La intención misionera del mes de noviembre es una invitación a sensibilizarnos con el dolor de los padres que han perdido un hijo. El don de los hijos es el fruto más hermoso del amor, la bendición más grande de Dios, fuente de alegría y de esperanza para cada hogar y para toda la sociedad.
Pero son muchos los hijos que se pierden por accidente, guerra o violentamente, causando una pérdida y un dolor inmenso en el corazón de los padres. El Papa Francisco nos ayuda a reflexionar sobre esta realidad, a partir de dos textos del Evangelio: la sanación de la hija de Jairo y la resurrección del hijo de la viuda de Naín.
TALITHA KUMI: LEVÁNTATE
El 2 de marzo de 2024 recibía el Papa a miembros representantes de Talitha Kumi de Vicenza, cuya misión es acompañar a los padres y a las madres de familia que han perdido un hijo. Les decía: «Estamos llamados a imitar la conmoción y la compasión de Jesús frente al dolor, que lo lleva a vivir en su propia carne las penas del mundo». La pérdida de un hijo «es una experiencia que no acepta descripciones teóricas y rechaza la banalidad de palabras religiosas o sentimentales, de estériles alientos o frases de ocasión, que mientras pretenden consolar terminan por herir aún más a quienes, como ustedes, enfrentan cada día una dura batalla interior».
EL EPISODIO DE NAÍN
El Papa, partiendo de una catequesis sobre la familia e inspirándose en el texto de Lc 7.11-15, destaca la compasión de Jesús hacia quien sufre —en este caso una viuda que perdió a su hijo único—; y nos muestra también el poder de Jesús sobre la muerte.
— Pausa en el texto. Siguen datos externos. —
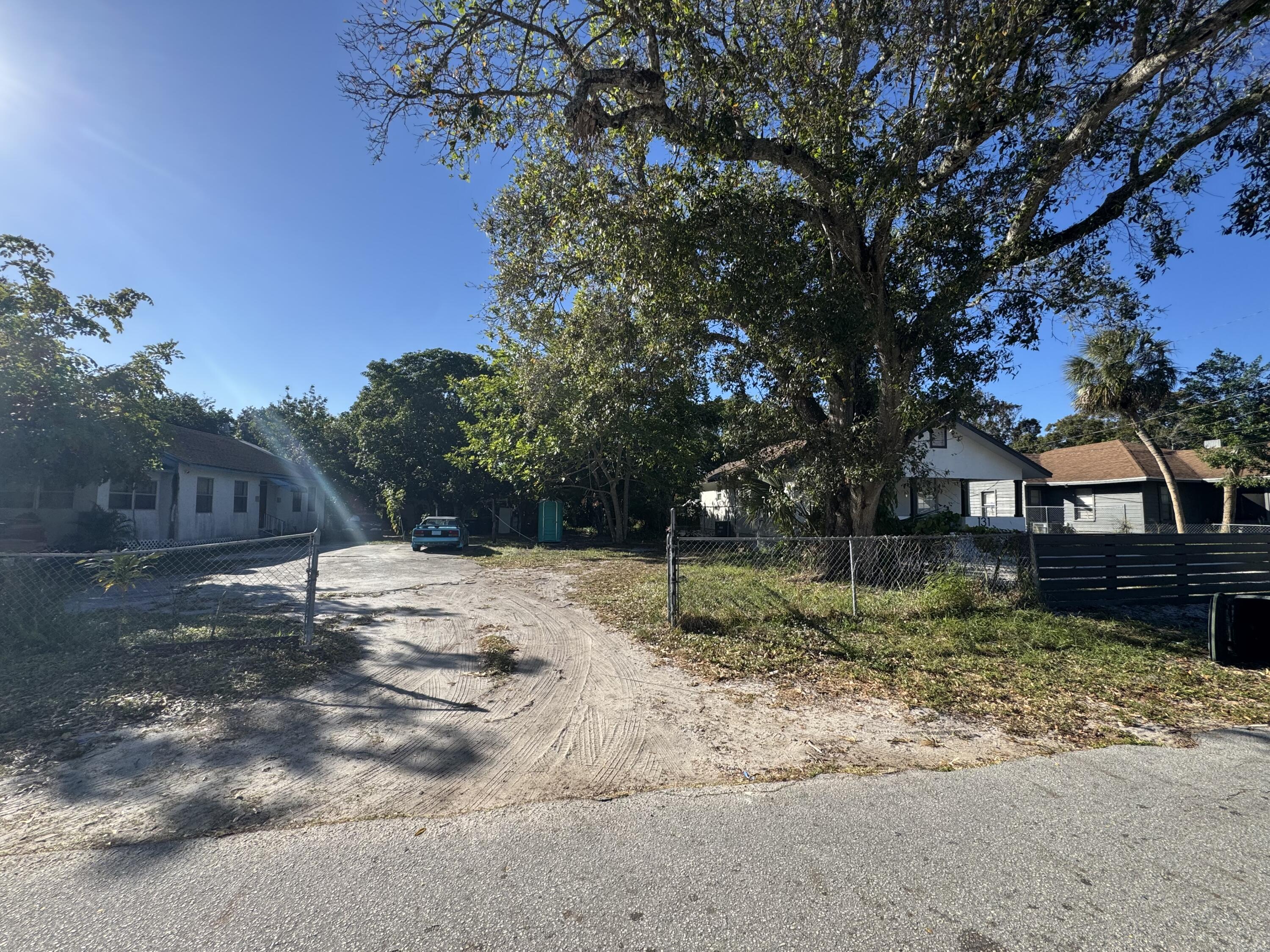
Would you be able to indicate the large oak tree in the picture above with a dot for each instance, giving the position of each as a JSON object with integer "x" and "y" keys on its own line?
{"x": 953, "y": 172}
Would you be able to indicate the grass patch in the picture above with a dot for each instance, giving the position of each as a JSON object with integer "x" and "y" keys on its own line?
{"x": 955, "y": 650}
{"x": 91, "y": 672}
{"x": 497, "y": 654}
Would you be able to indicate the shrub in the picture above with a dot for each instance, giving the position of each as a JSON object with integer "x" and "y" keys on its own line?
{"x": 940, "y": 523}
{"x": 99, "y": 530}
{"x": 947, "y": 593}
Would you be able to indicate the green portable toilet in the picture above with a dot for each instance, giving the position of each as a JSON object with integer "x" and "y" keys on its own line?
{"x": 550, "y": 521}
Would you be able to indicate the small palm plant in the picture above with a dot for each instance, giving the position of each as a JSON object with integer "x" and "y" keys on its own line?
{"x": 121, "y": 573}
{"x": 1124, "y": 371}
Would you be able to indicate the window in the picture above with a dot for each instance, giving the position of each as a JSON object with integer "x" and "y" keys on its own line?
{"x": 14, "y": 497}
{"x": 56, "y": 495}
{"x": 143, "y": 494}
{"x": 121, "y": 495}
{"x": 204, "y": 494}
{"x": 988, "y": 503}
{"x": 1086, "y": 508}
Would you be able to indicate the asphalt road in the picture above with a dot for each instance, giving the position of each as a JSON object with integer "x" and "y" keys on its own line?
{"x": 1124, "y": 848}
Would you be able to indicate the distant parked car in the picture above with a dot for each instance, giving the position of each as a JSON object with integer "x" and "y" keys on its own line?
{"x": 440, "y": 531}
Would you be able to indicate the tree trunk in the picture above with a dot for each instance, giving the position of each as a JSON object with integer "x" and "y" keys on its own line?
{"x": 837, "y": 517}
{"x": 1230, "y": 493}
{"x": 1165, "y": 469}
{"x": 864, "y": 507}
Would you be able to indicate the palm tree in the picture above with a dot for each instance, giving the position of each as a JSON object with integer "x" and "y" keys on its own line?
{"x": 1126, "y": 371}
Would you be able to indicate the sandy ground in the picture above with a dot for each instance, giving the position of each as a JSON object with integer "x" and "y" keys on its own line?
{"x": 413, "y": 730}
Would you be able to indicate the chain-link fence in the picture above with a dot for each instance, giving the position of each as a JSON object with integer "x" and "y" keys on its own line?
{"x": 244, "y": 589}
{"x": 1207, "y": 528}
{"x": 708, "y": 577}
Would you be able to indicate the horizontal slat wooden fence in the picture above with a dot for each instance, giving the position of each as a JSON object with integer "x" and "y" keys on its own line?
{"x": 1086, "y": 569}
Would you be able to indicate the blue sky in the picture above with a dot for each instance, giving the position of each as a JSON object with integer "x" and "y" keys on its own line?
{"x": 201, "y": 153}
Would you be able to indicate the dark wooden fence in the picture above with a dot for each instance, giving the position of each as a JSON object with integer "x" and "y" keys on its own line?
{"x": 1086, "y": 569}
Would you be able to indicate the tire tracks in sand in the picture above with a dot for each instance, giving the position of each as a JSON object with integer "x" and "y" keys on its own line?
{"x": 412, "y": 728}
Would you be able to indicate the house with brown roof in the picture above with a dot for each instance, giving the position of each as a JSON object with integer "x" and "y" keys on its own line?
{"x": 964, "y": 471}
{"x": 1117, "y": 487}
{"x": 209, "y": 488}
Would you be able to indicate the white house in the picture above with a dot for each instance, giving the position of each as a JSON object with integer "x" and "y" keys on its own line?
{"x": 210, "y": 488}
{"x": 969, "y": 471}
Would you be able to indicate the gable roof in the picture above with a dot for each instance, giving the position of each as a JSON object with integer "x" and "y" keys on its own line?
{"x": 1119, "y": 460}
{"x": 1028, "y": 460}
{"x": 779, "y": 451}
{"x": 200, "y": 448}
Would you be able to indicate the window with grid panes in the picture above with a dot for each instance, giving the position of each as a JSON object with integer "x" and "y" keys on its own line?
{"x": 204, "y": 494}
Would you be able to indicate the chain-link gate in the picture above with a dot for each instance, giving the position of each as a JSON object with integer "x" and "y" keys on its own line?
{"x": 246, "y": 589}
{"x": 707, "y": 574}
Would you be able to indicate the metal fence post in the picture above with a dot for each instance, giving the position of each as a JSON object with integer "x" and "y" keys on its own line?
{"x": 851, "y": 555}
{"x": 312, "y": 588}
{"x": 672, "y": 607}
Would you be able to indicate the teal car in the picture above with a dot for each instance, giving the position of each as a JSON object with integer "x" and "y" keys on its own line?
{"x": 436, "y": 531}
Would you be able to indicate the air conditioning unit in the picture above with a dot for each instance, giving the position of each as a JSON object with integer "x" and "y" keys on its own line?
{"x": 1239, "y": 630}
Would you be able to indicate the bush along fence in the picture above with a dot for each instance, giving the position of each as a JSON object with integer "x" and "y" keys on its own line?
{"x": 1080, "y": 570}
{"x": 712, "y": 578}
{"x": 228, "y": 591}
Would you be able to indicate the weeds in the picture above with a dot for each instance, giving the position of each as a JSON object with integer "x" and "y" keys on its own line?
{"x": 949, "y": 648}
{"x": 497, "y": 654}
{"x": 79, "y": 674}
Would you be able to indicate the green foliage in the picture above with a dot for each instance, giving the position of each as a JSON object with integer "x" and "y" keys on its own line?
{"x": 403, "y": 426}
{"x": 1034, "y": 672}
{"x": 1000, "y": 418}
{"x": 64, "y": 417}
{"x": 863, "y": 209}
{"x": 122, "y": 572}
{"x": 948, "y": 594}
{"x": 1227, "y": 398}
{"x": 99, "y": 528}
{"x": 394, "y": 506}
{"x": 1074, "y": 431}
{"x": 601, "y": 399}
{"x": 1126, "y": 371}
{"x": 193, "y": 413}
{"x": 1122, "y": 371}
{"x": 939, "y": 523}
{"x": 303, "y": 429}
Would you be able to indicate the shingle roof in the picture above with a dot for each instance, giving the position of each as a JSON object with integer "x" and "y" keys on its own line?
{"x": 200, "y": 448}
{"x": 1121, "y": 460}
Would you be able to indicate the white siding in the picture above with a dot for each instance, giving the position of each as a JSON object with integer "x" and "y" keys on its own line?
{"x": 223, "y": 522}
{"x": 971, "y": 457}
{"x": 1005, "y": 490}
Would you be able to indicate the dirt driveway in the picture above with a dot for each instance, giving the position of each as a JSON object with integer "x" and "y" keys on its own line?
{"x": 413, "y": 730}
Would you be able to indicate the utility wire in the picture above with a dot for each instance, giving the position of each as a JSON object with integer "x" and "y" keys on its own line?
{"x": 1171, "y": 413}
{"x": 1197, "y": 334}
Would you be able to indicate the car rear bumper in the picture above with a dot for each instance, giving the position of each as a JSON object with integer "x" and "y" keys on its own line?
{"x": 432, "y": 541}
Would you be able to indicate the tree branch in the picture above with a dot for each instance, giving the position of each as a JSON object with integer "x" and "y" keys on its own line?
{"x": 1118, "y": 92}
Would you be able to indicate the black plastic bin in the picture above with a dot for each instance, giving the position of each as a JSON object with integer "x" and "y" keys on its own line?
{"x": 1239, "y": 630}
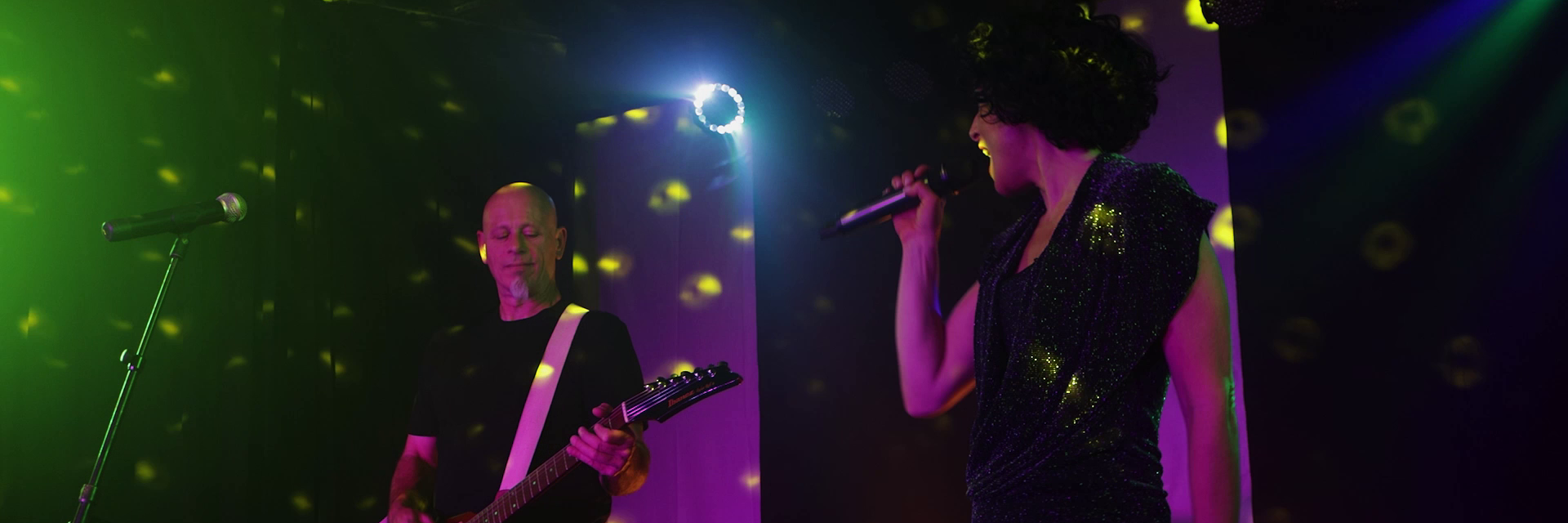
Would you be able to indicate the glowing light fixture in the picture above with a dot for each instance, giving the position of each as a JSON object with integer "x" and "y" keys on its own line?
{"x": 705, "y": 93}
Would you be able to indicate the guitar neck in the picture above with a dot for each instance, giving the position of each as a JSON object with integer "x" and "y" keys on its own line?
{"x": 541, "y": 478}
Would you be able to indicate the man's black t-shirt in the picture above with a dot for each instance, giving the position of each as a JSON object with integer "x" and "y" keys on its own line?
{"x": 470, "y": 393}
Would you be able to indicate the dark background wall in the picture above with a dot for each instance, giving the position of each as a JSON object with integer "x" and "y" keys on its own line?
{"x": 1399, "y": 257}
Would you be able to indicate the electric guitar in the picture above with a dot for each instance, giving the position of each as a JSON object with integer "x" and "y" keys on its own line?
{"x": 659, "y": 401}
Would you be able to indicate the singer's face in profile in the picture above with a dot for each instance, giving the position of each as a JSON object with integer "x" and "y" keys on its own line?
{"x": 1010, "y": 150}
{"x": 521, "y": 239}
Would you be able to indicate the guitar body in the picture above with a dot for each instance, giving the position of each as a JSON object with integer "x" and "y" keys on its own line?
{"x": 659, "y": 401}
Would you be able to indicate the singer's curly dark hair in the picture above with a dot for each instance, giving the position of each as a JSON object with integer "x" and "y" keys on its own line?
{"x": 1075, "y": 76}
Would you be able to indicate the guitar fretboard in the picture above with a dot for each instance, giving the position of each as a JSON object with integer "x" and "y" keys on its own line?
{"x": 540, "y": 480}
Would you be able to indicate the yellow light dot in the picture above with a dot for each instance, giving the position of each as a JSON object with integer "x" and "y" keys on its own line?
{"x": 683, "y": 366}
{"x": 170, "y": 177}
{"x": 301, "y": 502}
{"x": 30, "y": 321}
{"x": 146, "y": 472}
{"x": 700, "y": 289}
{"x": 709, "y": 284}
{"x": 678, "y": 190}
{"x": 168, "y": 327}
{"x": 742, "y": 233}
{"x": 1410, "y": 121}
{"x": 1196, "y": 18}
{"x": 1222, "y": 233}
{"x": 1218, "y": 132}
{"x": 314, "y": 102}
{"x": 1133, "y": 24}
{"x": 668, "y": 197}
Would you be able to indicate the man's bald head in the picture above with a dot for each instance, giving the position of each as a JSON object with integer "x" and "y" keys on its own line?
{"x": 521, "y": 241}
{"x": 523, "y": 195}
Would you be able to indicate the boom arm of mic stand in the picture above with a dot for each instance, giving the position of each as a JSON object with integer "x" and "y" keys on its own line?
{"x": 132, "y": 364}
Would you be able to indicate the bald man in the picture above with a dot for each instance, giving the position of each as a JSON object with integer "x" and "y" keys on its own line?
{"x": 474, "y": 383}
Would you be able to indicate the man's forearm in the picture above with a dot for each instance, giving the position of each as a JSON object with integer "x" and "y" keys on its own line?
{"x": 1214, "y": 467}
{"x": 408, "y": 482}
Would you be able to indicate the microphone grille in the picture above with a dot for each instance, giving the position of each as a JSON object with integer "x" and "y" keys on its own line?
{"x": 233, "y": 208}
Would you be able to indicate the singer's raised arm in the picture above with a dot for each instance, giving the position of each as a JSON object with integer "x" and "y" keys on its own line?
{"x": 935, "y": 352}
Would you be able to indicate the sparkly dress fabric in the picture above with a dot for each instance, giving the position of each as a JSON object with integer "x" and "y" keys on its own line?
{"x": 1070, "y": 371}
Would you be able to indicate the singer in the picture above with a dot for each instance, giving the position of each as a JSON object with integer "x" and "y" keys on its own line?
{"x": 1089, "y": 305}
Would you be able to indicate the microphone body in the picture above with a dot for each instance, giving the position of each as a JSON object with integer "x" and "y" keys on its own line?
{"x": 226, "y": 208}
{"x": 883, "y": 208}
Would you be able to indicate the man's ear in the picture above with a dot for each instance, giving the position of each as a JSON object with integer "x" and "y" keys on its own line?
{"x": 560, "y": 242}
{"x": 479, "y": 236}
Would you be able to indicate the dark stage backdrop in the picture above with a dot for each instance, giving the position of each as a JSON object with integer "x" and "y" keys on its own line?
{"x": 1397, "y": 175}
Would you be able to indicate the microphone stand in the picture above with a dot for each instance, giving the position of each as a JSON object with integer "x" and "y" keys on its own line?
{"x": 132, "y": 364}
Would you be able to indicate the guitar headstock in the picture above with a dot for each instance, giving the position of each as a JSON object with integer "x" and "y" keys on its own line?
{"x": 668, "y": 396}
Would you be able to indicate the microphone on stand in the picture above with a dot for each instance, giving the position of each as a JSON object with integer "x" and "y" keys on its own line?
{"x": 883, "y": 208}
{"x": 226, "y": 208}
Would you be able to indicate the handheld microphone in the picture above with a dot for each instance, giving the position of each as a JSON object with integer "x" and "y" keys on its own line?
{"x": 882, "y": 209}
{"x": 226, "y": 208}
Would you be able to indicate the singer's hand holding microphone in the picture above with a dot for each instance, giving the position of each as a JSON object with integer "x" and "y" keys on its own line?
{"x": 922, "y": 223}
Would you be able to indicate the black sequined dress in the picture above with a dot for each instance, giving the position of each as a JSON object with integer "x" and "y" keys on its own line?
{"x": 1070, "y": 371}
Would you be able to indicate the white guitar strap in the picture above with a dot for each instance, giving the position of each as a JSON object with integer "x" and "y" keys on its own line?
{"x": 540, "y": 395}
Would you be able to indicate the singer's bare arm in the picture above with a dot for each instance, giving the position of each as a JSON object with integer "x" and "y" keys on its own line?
{"x": 416, "y": 467}
{"x": 935, "y": 354}
{"x": 937, "y": 363}
{"x": 1198, "y": 349}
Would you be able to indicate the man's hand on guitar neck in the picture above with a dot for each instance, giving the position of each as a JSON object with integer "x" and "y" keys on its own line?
{"x": 603, "y": 448}
{"x": 620, "y": 456}
{"x": 402, "y": 514}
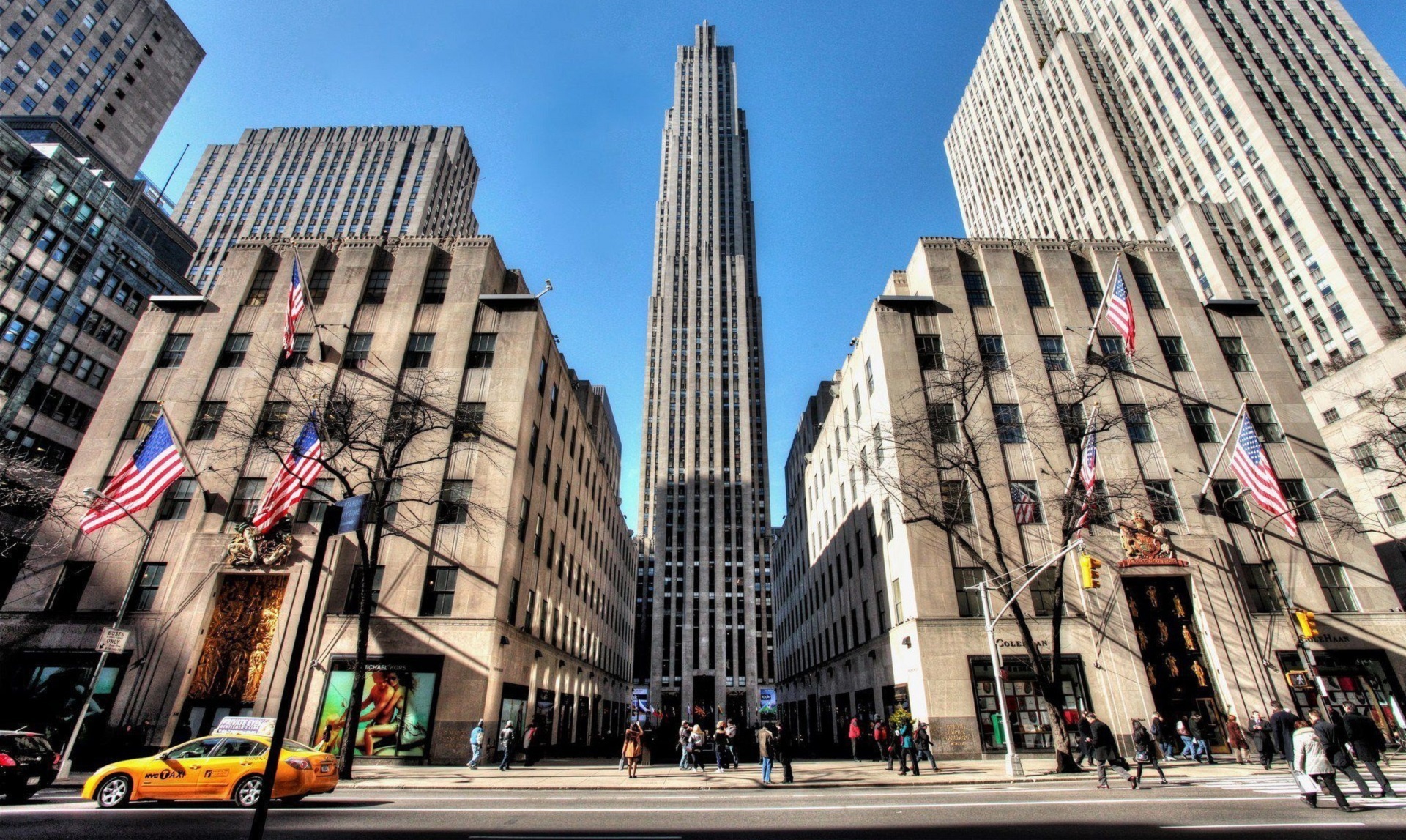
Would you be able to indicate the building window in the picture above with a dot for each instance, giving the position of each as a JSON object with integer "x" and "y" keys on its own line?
{"x": 1202, "y": 425}
{"x": 174, "y": 351}
{"x": 969, "y": 601}
{"x": 146, "y": 587}
{"x": 245, "y": 500}
{"x": 1334, "y": 581}
{"x": 1150, "y": 294}
{"x": 1176, "y": 354}
{"x": 259, "y": 289}
{"x": 436, "y": 283}
{"x": 453, "y": 502}
{"x": 481, "y": 349}
{"x": 353, "y": 604}
{"x": 1236, "y": 357}
{"x": 1138, "y": 423}
{"x": 1010, "y": 427}
{"x": 144, "y": 417}
{"x": 930, "y": 352}
{"x": 418, "y": 351}
{"x": 439, "y": 591}
{"x": 1052, "y": 348}
{"x": 1034, "y": 285}
{"x": 176, "y": 500}
{"x": 235, "y": 349}
{"x": 1161, "y": 497}
{"x": 993, "y": 352}
{"x": 1265, "y": 423}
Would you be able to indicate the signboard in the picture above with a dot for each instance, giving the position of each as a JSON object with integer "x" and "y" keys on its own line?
{"x": 111, "y": 641}
{"x": 232, "y": 725}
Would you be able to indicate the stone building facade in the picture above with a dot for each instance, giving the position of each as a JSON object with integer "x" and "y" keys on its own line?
{"x": 877, "y": 611}
{"x": 505, "y": 580}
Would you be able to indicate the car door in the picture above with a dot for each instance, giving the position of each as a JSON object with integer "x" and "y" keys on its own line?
{"x": 175, "y": 774}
La muerte es una experiencia que toca a todas las familias; forma parte de la vida. Sin embargo, cuando toca los afectos familiares, la muerte nunca nos parece natural. Para los padres, vivir más tiempo que sus hijos es algo especialmente desgarrador. La pérdida de un hijo o de una hija es como si se detuviese el tiempo: se abre un abismo que traga el pasado y también el futuro; toda la familia queda como paralizada, enmudecida.
Pero la muerte no tiene la última palabra, como muestran muchas familias del pueblo creyente, confiando en la gracia y en la compasión de Jesús, dando así un auténtico testimonio de fe. El amor es más fuerte que la muerte. Por eso el camino es hacer crecer el amor, hacerlo más sólido, y el amor custodiará nuestras vidas. Si nos dejamos sostener por esta fe, la experiencia del luto puede generar una solidaridad de los vínculos familiares más fuertes, una nueva apertura al dolor de las demás familias, una nueva fraternidad con las familias que nacen y renacen en la esperanza. Nacer y renacer en la esperanza, esto nos da la fe.
En el episodio de la viuda de Naín, después que Jesús vuelve a dar la vida a ese joven, hijo de la mamá viuda, dice el Evangelio: «Jesús se lo entregó a su madre». ¡Esta es nuestra esperanza! Todos nuestros seres queridos que ya se marcharon, el Señor nos los devolverá y nos encontraremos con ellos. Esta esperanza no defrauda. Así hará el Señor con todos nuestros seres queridos.